# How can we encourage a trapped pigeon to leave?



## DMMAI (Jun 7, 2011)

I work in a public library. We have a pigeon trapped here for the last 5 days. We have a door wide open and placed food and water leading to it. The pigeon walks almost all the way to the food but than changes it's mins for some reason. We really should get it out today because the manager is going to get pest control to kill it. Does anyone know how we can get the pigeon out?


----------



## John_D (Jan 24, 2002)

Sounds pretty similar to a case we had a few weeks back of a pigeon in a church. We constructed a trap with food and water inside, hoping it would be attracted to it and once through the 'gate' would not get out. In fact, the bird did eventually find the exit from the church.

Where are you located?


----------



## DMMAI (Jun 7, 2011)

Hi John. thanks for your reply. We're in Berkshire. We have had the same problem several times last year and, as you say, eventually the birds found the way out. Not this one though. It's been here since last Thursday and I worry it will either starve, or be shot by pest control.


----------



## Feefo (Feb 8, 2002)

If you scroll down to the second trap on *this link*, you could build that and leave it in the building when the library is shut, hopefully the pigeon will walk into it.

You have to make certain that the bit that the "bob" goes into is rigid, otherwise the bob swings to one side when pushed. 

If you want a few real "bobs" to use instead of the coat hanger I can send you some, but they will take a couple of days to arrive.

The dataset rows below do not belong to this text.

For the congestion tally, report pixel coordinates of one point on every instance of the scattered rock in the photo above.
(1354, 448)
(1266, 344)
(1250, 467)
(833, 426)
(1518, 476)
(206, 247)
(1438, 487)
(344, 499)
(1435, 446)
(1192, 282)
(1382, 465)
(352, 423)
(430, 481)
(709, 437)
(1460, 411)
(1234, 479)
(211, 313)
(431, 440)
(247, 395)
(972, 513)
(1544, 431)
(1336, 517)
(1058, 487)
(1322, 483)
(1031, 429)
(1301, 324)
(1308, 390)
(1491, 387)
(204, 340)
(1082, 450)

If a pest controller shoots the bird without having tried all humane alternatives - particularly since it isn't in a food establishment - he would be in breach of the conditions of the General Licence.


----------



## DMMAI (Jun 7, 2011)

*thanks*

The pigeon managed to find the door after 5 days. I will be keeping your replies for the next uninvited guest.


----------



## Jaye (Mar 13, 2008)

Good news. 

Another alternative which works would be to "borrow" a Pigeon from a Pigeon-keeper, and have him in a cage someplace where the trapped bird will be lured down.

It may well have been this fella/gal preferred the nice, quite, and warm confines of the library to the harsh Feral realities outside...at least for a bit....


----------



## OldStrain (Jan 25, 2011)

Have you tried going after hours with the lights off and shing a flashlite in its eyes. Caught many a Pigeon that way.


----------



## Feefo (Feb 8, 2002)

> The pigeon managed to find the door after 5 days


Thank goodness!


----------



## clawsywp (Apr 12, 2008)

thats great news x


----------